ALSAPHOT CYCLOPE



フランスの ALSAPHOT の CYCLOPE (サイクロプス、ギリシア神話の一つ目の巨人)はまさに一つ目小僧という外観だ。1950年ごろ 世に出たので、戦後のカメラというくくりになる。Sコレクションの収蔵品。

どんな来歴かはカメラペディアなどを参照されたい。ただし これはグーグルによるが、機械翻訳を利用すると、普通の105o搭載機よりはるかに薄く、また蛇腹カメラより脆弱ではない とするべきを、蛇腹カメラより弱いような誤訳があるのでご注意を。



 横から見ると、二枚の反射板の配置がわかる。レンズに入った光は黄色い線の様に反射してフイルムに至る。





 従って、フイルムはこの状態で入れなければならない。なんとも不思議な感じがする。



 ちょっと外装を外してみたが、この感じだとミラーがずれても簡単に確認する方法がない。いかにもという造りなので撤退。

 

 テスト撮影したらとんでもない前ピン、というよりピントが無い。理由は「ヘリコイドではなく中玉の根元が廻っている」だった。 前玉回転だから、イモネジ3本でカバーを外し、印をつけて前玉を外すのが普通だが、そこはフランス製、全く違う造りでそのまま では外れない。ストッパーのネジを一先ず外し、硬くなったヘリコイド部を何とか外して清掃、グリスを詰め替えた。ついでに レンズのほとんどの面を掃除できたのでクリアーになった。

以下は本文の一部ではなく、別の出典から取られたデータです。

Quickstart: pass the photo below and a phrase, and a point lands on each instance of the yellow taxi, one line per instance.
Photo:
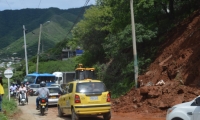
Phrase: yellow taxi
(85, 97)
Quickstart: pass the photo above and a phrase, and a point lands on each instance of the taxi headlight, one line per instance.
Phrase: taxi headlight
(170, 110)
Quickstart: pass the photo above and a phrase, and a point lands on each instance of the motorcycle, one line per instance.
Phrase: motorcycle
(43, 105)
(23, 97)
(12, 93)
(31, 92)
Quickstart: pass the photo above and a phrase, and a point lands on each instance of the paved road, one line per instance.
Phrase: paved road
(29, 112)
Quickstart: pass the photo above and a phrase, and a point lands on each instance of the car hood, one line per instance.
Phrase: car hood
(186, 103)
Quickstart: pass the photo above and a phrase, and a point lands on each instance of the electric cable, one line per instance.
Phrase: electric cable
(8, 4)
(39, 3)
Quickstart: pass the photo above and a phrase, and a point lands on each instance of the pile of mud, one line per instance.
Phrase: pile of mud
(177, 64)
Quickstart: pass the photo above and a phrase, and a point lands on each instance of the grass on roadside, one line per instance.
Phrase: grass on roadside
(9, 107)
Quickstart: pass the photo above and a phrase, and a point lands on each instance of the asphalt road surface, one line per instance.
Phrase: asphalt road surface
(29, 112)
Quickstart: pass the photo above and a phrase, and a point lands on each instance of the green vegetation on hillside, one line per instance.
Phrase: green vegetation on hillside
(56, 25)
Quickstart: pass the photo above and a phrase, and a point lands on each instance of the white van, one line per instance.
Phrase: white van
(185, 111)
(59, 77)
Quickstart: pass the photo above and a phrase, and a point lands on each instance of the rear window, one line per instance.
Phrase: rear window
(54, 90)
(90, 87)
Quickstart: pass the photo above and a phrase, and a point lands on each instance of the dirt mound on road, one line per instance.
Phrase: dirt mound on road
(177, 65)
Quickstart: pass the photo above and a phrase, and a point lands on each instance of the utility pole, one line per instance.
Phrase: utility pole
(25, 50)
(38, 48)
(134, 44)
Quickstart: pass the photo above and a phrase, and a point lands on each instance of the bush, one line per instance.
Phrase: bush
(9, 107)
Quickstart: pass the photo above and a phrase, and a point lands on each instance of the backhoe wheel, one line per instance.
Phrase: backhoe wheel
(42, 111)
(60, 113)
(74, 116)
(107, 116)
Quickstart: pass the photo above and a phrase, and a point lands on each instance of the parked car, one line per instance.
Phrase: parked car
(54, 94)
(185, 111)
(32, 88)
(85, 98)
(55, 85)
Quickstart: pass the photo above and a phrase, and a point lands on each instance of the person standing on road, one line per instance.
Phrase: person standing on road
(42, 93)
(1, 93)
(22, 88)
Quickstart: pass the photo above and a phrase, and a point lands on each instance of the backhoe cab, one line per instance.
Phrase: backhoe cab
(84, 73)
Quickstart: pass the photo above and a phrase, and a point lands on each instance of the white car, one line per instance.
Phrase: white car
(185, 111)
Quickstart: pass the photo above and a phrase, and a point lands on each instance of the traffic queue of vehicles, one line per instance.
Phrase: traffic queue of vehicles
(80, 96)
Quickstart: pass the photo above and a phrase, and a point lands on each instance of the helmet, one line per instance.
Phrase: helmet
(42, 84)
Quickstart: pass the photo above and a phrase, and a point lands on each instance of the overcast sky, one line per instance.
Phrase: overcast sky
(22, 4)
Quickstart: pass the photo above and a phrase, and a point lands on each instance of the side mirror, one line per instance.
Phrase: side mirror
(197, 101)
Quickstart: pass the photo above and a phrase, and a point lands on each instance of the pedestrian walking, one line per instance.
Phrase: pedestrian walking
(1, 93)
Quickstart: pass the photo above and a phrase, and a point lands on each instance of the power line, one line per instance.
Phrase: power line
(8, 4)
(39, 3)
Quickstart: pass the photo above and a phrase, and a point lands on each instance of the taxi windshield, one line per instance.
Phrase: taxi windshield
(90, 87)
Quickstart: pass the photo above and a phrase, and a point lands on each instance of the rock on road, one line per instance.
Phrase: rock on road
(29, 112)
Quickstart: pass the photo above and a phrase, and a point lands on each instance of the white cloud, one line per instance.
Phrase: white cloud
(22, 4)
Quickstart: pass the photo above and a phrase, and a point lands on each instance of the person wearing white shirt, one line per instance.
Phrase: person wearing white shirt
(22, 88)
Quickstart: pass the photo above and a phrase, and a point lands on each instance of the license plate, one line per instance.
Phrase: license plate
(93, 97)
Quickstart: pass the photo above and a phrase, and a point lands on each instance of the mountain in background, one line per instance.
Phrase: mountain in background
(56, 24)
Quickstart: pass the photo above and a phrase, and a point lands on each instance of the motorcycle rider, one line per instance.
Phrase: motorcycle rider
(22, 88)
(42, 92)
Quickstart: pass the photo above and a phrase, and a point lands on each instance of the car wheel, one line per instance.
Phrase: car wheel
(177, 119)
(74, 116)
(60, 113)
(107, 116)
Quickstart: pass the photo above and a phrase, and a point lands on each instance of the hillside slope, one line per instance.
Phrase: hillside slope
(177, 64)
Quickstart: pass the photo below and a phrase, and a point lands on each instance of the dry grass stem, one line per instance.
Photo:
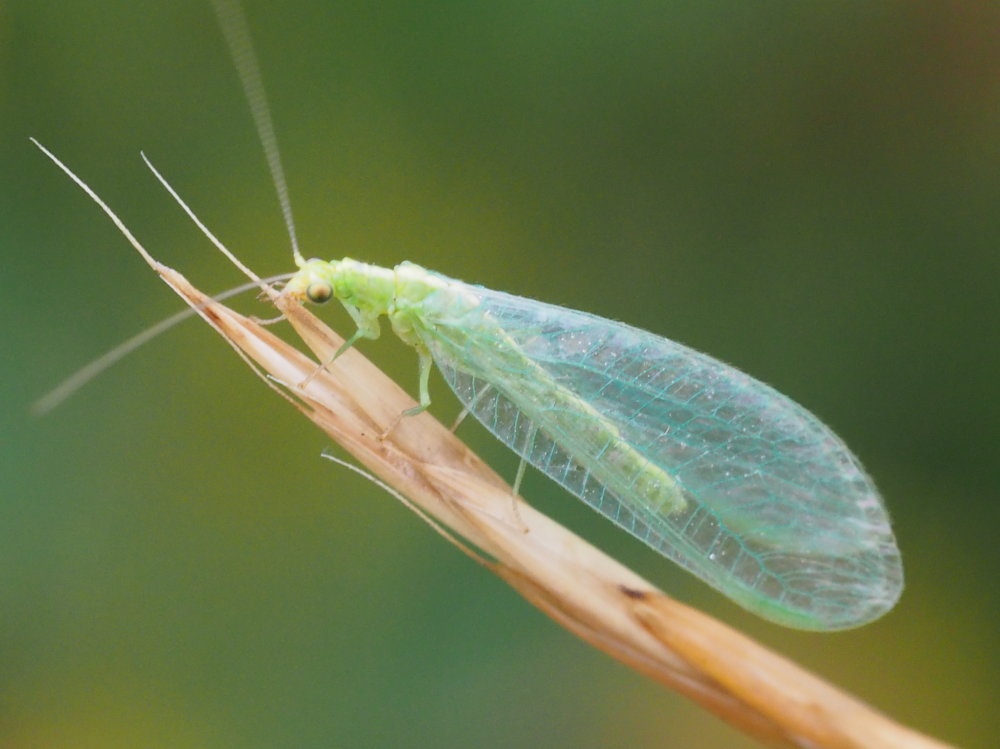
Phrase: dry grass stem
(593, 596)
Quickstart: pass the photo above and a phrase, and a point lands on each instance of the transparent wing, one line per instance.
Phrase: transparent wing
(773, 510)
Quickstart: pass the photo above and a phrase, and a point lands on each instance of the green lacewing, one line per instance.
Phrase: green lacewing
(714, 469)
(708, 466)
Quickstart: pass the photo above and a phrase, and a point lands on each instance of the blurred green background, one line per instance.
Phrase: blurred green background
(808, 190)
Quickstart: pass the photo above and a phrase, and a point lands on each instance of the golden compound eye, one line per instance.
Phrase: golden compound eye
(319, 292)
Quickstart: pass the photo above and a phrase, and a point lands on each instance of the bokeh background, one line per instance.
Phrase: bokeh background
(810, 191)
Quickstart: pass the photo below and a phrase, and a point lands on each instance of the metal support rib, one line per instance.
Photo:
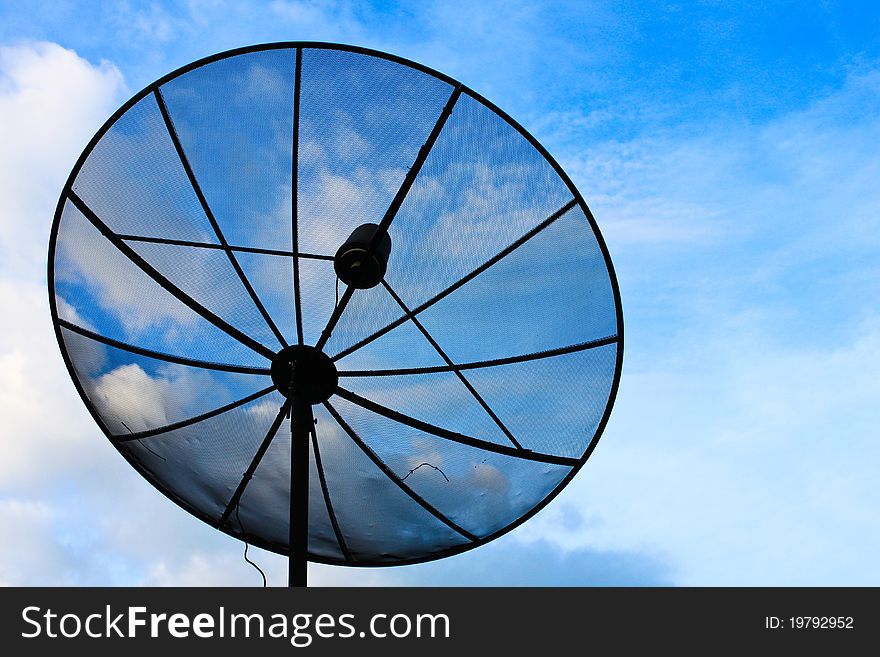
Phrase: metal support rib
(194, 420)
(297, 81)
(169, 124)
(255, 462)
(220, 247)
(301, 427)
(388, 472)
(158, 355)
(440, 432)
(495, 362)
(326, 492)
(445, 357)
(394, 207)
(452, 288)
(170, 287)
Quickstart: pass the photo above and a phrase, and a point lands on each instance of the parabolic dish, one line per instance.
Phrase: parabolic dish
(194, 241)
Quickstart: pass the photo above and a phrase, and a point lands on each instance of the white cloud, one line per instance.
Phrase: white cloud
(51, 102)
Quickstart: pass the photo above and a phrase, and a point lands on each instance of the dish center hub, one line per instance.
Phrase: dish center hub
(304, 373)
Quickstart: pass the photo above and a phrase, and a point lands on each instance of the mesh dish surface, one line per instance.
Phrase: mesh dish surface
(195, 239)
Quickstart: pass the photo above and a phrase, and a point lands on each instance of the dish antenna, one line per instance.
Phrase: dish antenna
(335, 304)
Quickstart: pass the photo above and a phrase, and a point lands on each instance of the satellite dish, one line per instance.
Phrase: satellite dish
(335, 304)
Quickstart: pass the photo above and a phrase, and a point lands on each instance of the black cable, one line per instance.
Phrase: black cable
(246, 546)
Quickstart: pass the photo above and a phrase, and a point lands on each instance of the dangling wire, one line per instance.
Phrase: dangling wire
(420, 465)
(246, 546)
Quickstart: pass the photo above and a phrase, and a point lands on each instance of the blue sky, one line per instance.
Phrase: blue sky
(728, 154)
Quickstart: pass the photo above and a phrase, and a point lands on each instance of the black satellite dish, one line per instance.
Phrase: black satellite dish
(335, 304)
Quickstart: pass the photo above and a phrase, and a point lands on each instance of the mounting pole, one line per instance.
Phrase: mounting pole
(301, 427)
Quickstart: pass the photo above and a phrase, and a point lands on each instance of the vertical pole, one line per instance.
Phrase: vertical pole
(297, 563)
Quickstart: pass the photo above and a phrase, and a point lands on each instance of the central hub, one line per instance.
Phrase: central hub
(304, 373)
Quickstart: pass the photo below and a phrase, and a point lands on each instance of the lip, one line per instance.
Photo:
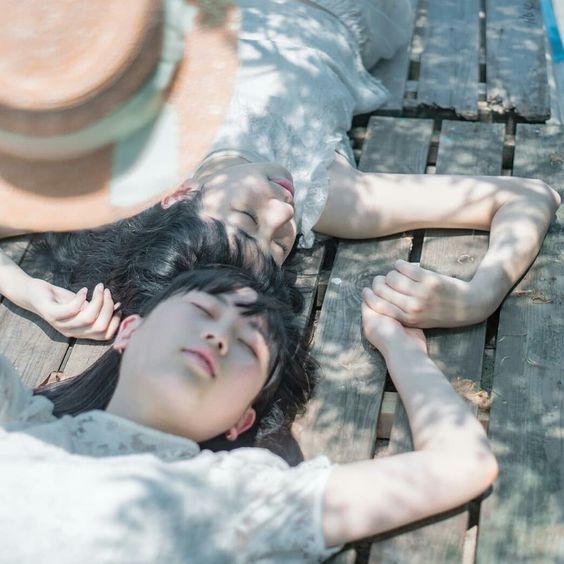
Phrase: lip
(285, 183)
(204, 359)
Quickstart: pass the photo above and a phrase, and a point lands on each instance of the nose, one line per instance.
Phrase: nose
(219, 340)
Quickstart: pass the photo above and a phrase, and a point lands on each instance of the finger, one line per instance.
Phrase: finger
(105, 315)
(383, 307)
(401, 301)
(410, 269)
(61, 312)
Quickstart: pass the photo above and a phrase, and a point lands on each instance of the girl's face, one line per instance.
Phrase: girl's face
(256, 198)
(194, 366)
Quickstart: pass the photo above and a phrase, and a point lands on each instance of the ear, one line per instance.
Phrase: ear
(181, 193)
(126, 328)
(246, 421)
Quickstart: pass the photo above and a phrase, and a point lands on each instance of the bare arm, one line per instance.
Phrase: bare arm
(68, 312)
(452, 462)
(516, 211)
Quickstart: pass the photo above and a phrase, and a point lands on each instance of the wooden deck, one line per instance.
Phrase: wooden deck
(482, 61)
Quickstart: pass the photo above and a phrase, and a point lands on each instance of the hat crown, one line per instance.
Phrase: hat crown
(59, 55)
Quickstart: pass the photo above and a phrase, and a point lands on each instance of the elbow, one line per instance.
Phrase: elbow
(548, 194)
(553, 196)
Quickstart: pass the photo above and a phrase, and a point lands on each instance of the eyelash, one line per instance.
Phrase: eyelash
(243, 342)
(250, 215)
(249, 347)
(203, 309)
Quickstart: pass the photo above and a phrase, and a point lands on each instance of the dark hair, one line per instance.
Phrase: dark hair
(293, 371)
(137, 257)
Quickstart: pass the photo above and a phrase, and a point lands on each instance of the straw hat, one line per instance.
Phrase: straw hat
(105, 105)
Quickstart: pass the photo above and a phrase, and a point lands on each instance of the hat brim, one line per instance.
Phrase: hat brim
(82, 192)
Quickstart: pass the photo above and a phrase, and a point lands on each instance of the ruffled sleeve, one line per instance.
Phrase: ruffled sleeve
(17, 403)
(267, 511)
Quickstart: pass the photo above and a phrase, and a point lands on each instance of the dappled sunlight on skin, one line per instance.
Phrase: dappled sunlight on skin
(251, 198)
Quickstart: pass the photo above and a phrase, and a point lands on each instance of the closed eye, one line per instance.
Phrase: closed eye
(203, 309)
(249, 347)
(250, 215)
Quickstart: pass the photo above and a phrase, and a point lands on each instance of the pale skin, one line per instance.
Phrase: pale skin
(70, 313)
(516, 211)
(158, 380)
(361, 205)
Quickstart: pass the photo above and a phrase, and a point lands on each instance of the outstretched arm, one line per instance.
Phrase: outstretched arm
(69, 313)
(451, 464)
(516, 211)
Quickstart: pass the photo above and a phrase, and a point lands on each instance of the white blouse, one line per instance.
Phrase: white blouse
(97, 488)
(301, 79)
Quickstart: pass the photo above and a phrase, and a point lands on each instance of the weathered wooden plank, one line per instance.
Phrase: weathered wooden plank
(394, 72)
(30, 343)
(342, 420)
(305, 265)
(516, 76)
(449, 72)
(464, 148)
(523, 520)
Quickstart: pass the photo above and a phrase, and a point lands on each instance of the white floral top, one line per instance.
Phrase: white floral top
(97, 488)
(301, 79)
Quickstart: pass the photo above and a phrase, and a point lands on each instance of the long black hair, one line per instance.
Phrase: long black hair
(292, 375)
(138, 256)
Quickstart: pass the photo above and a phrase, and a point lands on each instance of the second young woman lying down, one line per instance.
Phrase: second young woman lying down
(282, 164)
(131, 483)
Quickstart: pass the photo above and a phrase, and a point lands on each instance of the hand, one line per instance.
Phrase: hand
(71, 314)
(421, 298)
(383, 331)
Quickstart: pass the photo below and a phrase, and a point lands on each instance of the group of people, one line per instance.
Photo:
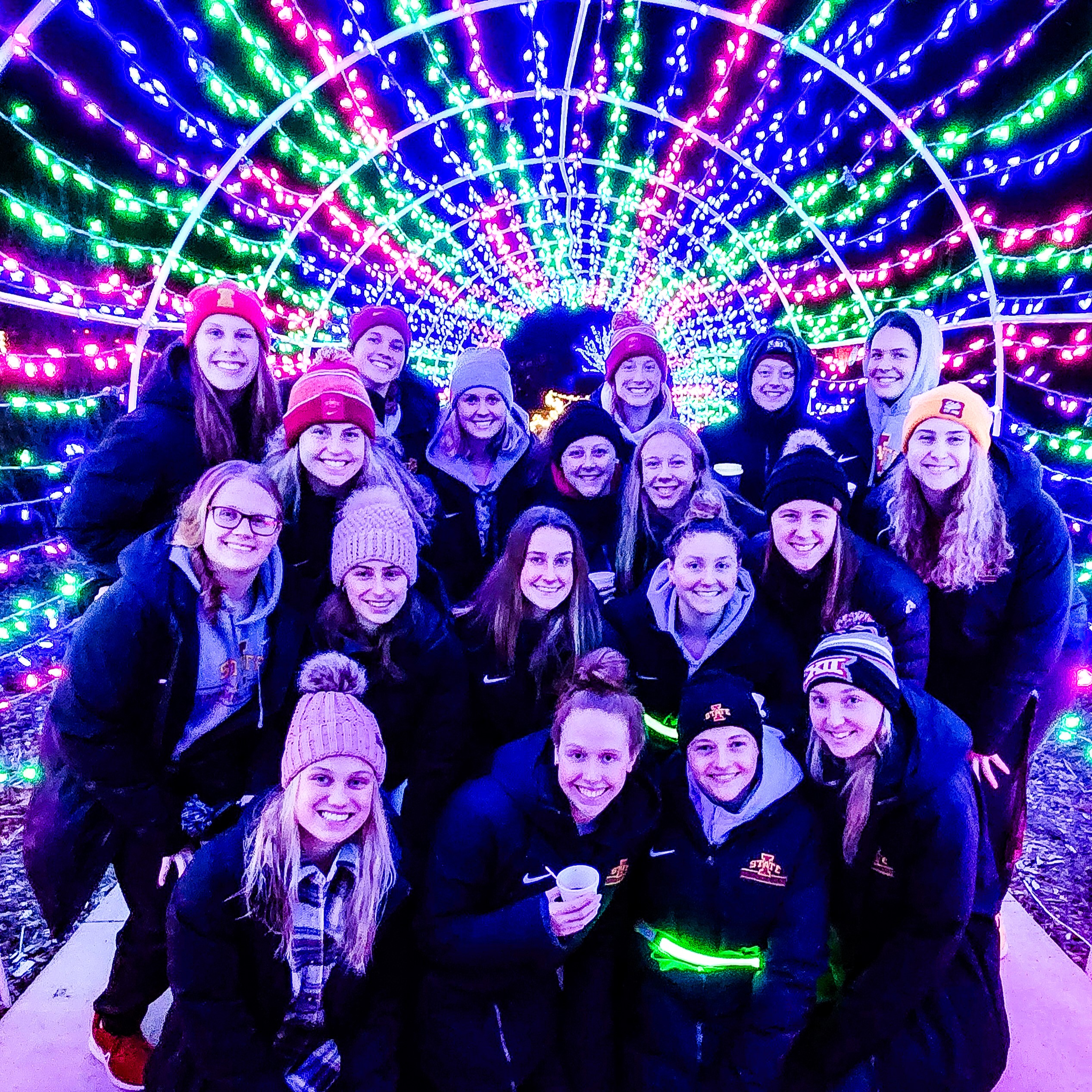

 問題はここから。ピント合わせする方法がさしあたり無い。正規の方法はおそらく前板下部を外すとピントグラスを入れて ピント確認ができるようだ。しかし全分解に近い作業が必要らしいし、それが正解という保証はない。仕方がないので経験則で 「無限遠は一杯締めこんだ付近」と想定、逆算でほぼその位置で指標があうように組んだ。あとは実写で修正する。




 SAPHIR 1;4.5 F=105









《試写》

 二度ともアクロスにて実施



 最初のテスト、まさにどこにピントがあるのやら



 最高速1/175なので手ぶれはご容赦


 その中央部、明るさを処理すると操縦者が誰かもわかる



 富士山は肉眼でもやっと見える程度



 光が強いと赤窓から入ってしまう。こまめに締めないといけない。

☆ピント位置は何とかなったようだ。もともと目測用の三枚玉で、厳密なピントを合わせを前提にしていないので、今回のラフな 方法が通用したようだ。

 発表したものも含め、ピントは微妙だ。中間距離に合わせた場合、被写界深度に十分入るはずの遠景がボケるし、近景も場所により ピント感が異なる。二回反射させた像は実用ぎりぎりと言う感じだった。

 もちろんこのように反射鏡を入れているカメラはいろいろある。小型カメラのテッシナからポラロイドのSX-70、ペトリの フォトクロームなど一癖あるカメラに採用されている。従って使えないシステムとは言えないが、ミラーのホコリや汚れ、 元々の精度など不安が一杯で、信頼して乗用するのはちょっと無理な気がする。ちょっとキワモノの匂いがした。